A few weeks later someone from the pub I work in gave me a book as a gift. Guess which book it was: The Lovely Bones. I couldn’t say no to a gift of a book. I took it home and put it on the bookshelf which I’d recently bought and from there it stared at me, telling me to read it. I finally did. I couldn’t have a book on my shelf which had never been read, it wasn’t right. I pushed past my fears and delved in and once I got into it, The Lovely Bones was a beautifully written, heartwrenching tale of a girl with so much hope for life only to have that hope ripped away.

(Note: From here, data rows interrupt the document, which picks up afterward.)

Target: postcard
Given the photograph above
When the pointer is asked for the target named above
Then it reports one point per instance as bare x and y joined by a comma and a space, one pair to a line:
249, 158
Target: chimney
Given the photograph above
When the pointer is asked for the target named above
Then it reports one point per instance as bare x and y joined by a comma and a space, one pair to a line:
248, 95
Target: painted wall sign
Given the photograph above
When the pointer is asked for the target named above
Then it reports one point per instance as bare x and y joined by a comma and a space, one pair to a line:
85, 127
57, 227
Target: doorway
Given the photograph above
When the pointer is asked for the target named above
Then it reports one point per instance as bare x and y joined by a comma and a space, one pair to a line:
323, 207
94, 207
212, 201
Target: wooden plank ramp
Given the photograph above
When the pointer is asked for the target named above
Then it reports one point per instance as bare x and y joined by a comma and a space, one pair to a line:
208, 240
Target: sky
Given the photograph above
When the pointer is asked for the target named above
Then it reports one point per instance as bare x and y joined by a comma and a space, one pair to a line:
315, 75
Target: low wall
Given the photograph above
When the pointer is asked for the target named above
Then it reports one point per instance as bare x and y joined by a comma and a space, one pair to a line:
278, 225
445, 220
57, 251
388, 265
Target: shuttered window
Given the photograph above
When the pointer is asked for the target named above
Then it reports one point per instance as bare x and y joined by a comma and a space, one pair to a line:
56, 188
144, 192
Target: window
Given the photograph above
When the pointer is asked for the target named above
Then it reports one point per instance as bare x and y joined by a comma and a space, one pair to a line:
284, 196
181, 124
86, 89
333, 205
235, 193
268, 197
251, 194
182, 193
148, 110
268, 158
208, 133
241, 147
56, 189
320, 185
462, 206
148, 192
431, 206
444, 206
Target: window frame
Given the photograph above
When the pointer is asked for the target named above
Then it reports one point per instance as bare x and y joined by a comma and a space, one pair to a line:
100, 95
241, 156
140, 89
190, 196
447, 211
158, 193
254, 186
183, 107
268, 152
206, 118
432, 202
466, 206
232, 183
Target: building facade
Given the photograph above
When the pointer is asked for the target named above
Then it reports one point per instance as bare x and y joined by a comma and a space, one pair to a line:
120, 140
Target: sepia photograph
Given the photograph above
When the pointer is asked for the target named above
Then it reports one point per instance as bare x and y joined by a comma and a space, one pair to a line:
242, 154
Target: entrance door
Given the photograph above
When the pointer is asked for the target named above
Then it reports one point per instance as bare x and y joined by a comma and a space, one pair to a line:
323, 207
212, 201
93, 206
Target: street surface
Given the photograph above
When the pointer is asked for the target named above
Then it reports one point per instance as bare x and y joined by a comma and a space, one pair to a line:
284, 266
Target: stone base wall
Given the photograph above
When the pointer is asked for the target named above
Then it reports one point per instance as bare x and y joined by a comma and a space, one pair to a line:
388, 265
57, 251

Susie Salmon watched from her perch in the gazebo of her own personal heaven as her beloved sister grew into a woman, struggling to break free of the shadow of her dead sister and at the same time honour her sister’s memory by helping her father find Susie’s killer. She watched as her parents grew further and further away from each other, as her father became obsessed with finding her killer, as her baby brother grew into a polite, sweet teenager who, as a child saw her as his imaginary friend.
I would highly recommend this book but would advise anyone looking to start reading it to have a box of tissues handy. This book is heartbreaking, tear inspiring, beautiful and happy all at once - definitely one of my new favourites.